An ambitious new project is attempting to replicate every single study published in 2008 in three leading academic psychology journals. It’s called the Reproducibility Project.
As the name suggests, the aim is to explore just how reproducible the results of psychological experiments are, and the current issue of Perspectives in Psychological Science is dedicated to it. It’s a laudable goal, but why is it necessary? Surely statistical analysis of experimental data should tell us whether we’re likely to see the same result again.
What statistics don’t tell us
There’s a widespread misconception that the statistical analysis typically reported in scientific journals address replication. In particular, many people, including researchers themselves, believe the “statistical significance” of a result speaks directly to the reproducibility of the experimental effect. It does not.
Readers of scientific papers may be familiar with the term “statistical significance”. It’s often expressed as p<.05 after a result, or as an asterisk in a table or figure referring to “significance at the 5% level”. In psychology, statistical significance tests are used to support primary outcomes in 97% of empirical articles.
The most common misinterpretation is that p<.05 means there’s a less than 5% probability that the experimental effect is due to chance. (Read this bit carefully — the preceding sentence described a misconception.) From this “due to chance” misconception, we quickly arrive at the false conclusion that the effect is very probably real and that it will replicate.
In fact, a p value is a conditional probability: the probability of observing a particular experimental result, or one more extreme, given that it doesn’t actually exist in the world. The reason that statement doesn’t equate to “due to chance”, “reproducible” or “real” is that it only describes one type of error – the error of finding something that isn’t really there. It doesn’t say anything about the chance of missing what is there, or even indicate how hard we looked!
Statistical significance depends on the size of effect (that is, how much difference the drug or therapy made), the variability in the sample (that’s how much people vary in their reactions to the drug or therapy), as well as other design features of the experiment, including sample size.
In psychology, small sample sizes, modest treatment effects and considerable individual differences (high amounts of variability) work together to create low statistical power in many experiments. Statistical power tells us how likely it is that a given experiment will detect an effect of a certain magnitude as “statistically significant”, if the effect really exists in the world.

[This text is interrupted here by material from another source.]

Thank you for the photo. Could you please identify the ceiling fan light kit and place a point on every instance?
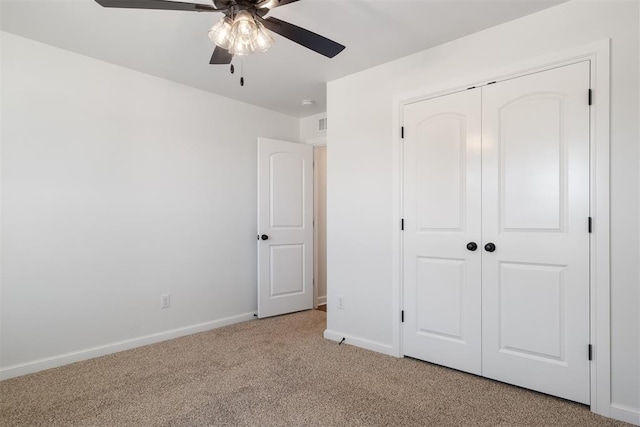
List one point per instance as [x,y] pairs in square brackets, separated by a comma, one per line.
[241,35]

Calculations of the average statistical power of published psychology experiments hovers at around 50%. This means that conducting an average psychology experiment is roughly equivalent to flipping a coin, in terms of whether you get a statistically significant result or not.
Many statistically non-significant results are therefore not good evidence of “no effect”, and many statistically significant results that get published are false positives, as we explain below.
Publication bias and false positives
An average statistical power of 50%, combined with journals’ biases towards only publishing statistically significant results produces a skewed literature, one that potentially only tells half the story – the statistically significant half. We simply don’t hear about the studies that failed to reach the significance threshold, even though there may be more of them. Those studies stay locked in file drawers.
Publication bias pushes the number of false positives in the literature far beyond the 5% rate we expect from tests that report p<.05. False positive results detect statistically significant effects when there are no real effects there, like a pregnancy test that reports you are pregnant when you are not.
Add to the mix external pressure to publish — from funding agencies or drug companies – and flexible research designs allowing researchers to stop collecting data when they cross the statistical significance threshold (rather than a predetermining a sample size and sticking to it), and the false positive rate grows even higher.
It might be inconvenient that typical statistics don’t provide us with direct information about the reproducibility of results, but it needn’t be the downfall of the scientific enterprise. The problem lies in falsely believing, as many psychology researchers do, that a p<.05 means that it’s really likely you’ll see another low p value next time.
If you think p values tell you what you need to know about replication, you’re much less likely to actually replicate a study. And that means that false positive results can loiter in the literature for a very long time, distorting our understanding of issues, misleading scientific research, and underpinning inappropriate management or policy decisions.
In 2005, John P. Ioannidis made headlines when he claimed that up to 90% of published medical findings may be false. Ioannidis described conditions of small sample sizes, small effect sizes, publication bias, pressure to publish and flexible stopping rules — all the problems we identify above. His quantitative conclusions about error rates and false positives were based on simulations, not “real” data.
Unfortunately, looking at real data is just as disheartening. Over the past decade, a group of researchers attempted to replicate 53 “landmark” cancer studies. They were interested in how many would again produce results deemed strong enough to drive a drug-development program (their definition of reproducibility). Of those 53 studies, the results of only six could be robustly reproduced.
It seems reproducible results are pretty hard to come by. Quantifying exactly how hard is what the Reproducibility Project is all about. From it, we’ll learn a lot about which psychological phenomena are real, and which aren’t. We may also learn a lot about how poor statistical practice can delay progress and mislead science.